Profil

Senin, 26 September 2011

Pelangi Untuk Kita

Buat Risty Nurtyarti



Ada sepucuk surat yang datang dari alamat senja. Lunglai angin mencegatnya di batas kota dan membawanya padaku, segalanya menjadi seperti lebih bergairah. Pokok-pokok cemara bergesekan di antara pekik jangkrik yang mulai ramai. Aku hanya berharap malam ini langit penuh dengan bintang. Seperti halnya dengan sepucuk surat yang datang itu, berupa doa yang sama agar malam ini benderang.

“Cintaku tumbuh di sini, bersama bulan yang menetas,” gumamku saat tahu bahwa baru saja doa kita terkabul. Aku bisa tersenyum, di sela sakit yang sedang kuderita. Aku tahu kau selalu mendoakan yang terbaik untukku nun jauh di sana, sambil melihat langit yang sama.
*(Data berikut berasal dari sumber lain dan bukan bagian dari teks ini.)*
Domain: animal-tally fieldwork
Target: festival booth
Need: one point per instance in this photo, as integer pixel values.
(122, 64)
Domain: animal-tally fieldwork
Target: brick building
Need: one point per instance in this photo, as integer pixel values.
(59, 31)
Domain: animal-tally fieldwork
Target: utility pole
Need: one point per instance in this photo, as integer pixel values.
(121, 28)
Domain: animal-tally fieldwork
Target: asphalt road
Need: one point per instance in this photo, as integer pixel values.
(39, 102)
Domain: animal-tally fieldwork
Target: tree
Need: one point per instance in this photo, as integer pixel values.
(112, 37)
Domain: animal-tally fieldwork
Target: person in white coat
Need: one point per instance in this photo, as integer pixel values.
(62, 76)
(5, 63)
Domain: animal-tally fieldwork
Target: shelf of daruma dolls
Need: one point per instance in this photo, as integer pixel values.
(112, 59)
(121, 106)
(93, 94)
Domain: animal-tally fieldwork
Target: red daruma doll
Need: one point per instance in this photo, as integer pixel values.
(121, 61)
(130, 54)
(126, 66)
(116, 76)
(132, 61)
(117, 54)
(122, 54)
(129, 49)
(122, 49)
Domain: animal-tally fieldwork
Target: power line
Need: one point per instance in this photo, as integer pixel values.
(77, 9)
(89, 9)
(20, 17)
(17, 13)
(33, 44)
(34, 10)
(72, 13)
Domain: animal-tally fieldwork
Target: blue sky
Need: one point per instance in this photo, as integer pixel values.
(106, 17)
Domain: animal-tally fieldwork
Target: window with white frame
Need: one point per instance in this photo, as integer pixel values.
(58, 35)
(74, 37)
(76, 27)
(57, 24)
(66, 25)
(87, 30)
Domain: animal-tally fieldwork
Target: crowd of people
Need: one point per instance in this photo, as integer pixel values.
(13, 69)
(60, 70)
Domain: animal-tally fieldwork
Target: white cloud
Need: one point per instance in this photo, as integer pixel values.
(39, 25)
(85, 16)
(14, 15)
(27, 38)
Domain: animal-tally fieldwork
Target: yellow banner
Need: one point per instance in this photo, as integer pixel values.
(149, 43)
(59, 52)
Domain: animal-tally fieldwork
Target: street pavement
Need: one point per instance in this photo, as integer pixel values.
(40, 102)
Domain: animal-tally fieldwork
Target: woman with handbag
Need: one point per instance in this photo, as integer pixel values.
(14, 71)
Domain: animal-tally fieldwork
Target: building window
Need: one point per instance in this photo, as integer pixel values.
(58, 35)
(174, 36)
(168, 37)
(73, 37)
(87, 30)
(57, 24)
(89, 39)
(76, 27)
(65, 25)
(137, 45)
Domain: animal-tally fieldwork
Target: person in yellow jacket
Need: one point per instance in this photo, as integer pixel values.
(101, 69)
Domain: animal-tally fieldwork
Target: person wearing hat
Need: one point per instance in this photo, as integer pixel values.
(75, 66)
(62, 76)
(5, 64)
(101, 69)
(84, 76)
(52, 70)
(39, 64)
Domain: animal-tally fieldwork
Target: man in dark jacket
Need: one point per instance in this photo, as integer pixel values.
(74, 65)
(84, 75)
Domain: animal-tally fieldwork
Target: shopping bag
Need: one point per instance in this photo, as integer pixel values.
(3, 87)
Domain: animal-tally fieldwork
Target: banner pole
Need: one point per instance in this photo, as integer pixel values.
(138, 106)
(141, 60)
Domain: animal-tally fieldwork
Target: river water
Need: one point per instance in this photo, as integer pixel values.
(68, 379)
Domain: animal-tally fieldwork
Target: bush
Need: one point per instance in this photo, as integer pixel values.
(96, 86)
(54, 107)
Ah, apa di tempatmu angin berhembus sehangat ini?

Aku punya sebuah taman di dalam lipatan kepalaku. Di sana ada pelangi yang selalu kita impikan, pelangi yang tak pernah mengenal muara. Dan kita membias di antaranya, di antara kuncup bunga dan warna-warni dunia.
Kita memang tidak pernah bertemu namun aku selalu melihatmu di taman imajinasiku, duduk di papan ayunan yang berderak perlahan. Kau memutar lagu riang saat tahu aku sedang letih, hingga aku kembali menjadi diriku yang sebenarnya. Sejak itu aku berjanji akan selalu hadir dalam taman mungil milikmu, yang kau simpan di balik bantal kesayangan yang kau usap sesaat setiap akan tidur. Berharap kita bertemu dalam mimpi yang panjang.

“Menjadi temanmu adalah indah. Aku merasa dekat meski kita tak pernah bertemu. Cepat sembuh sahabatku, Risty. Agar kita bisa bertemu, segera!” kata-katamu membuatku lebih bersemangat. Meski itu hanya lewat obrolan chatting yang biasa kita lakukan di jejaring sosial. Ya, dunia maya yang membuat kita sedekat ini. Kita berkomunikasi lewat apa saja, facebook, twitter, chatting, bahkan sms dan telepon.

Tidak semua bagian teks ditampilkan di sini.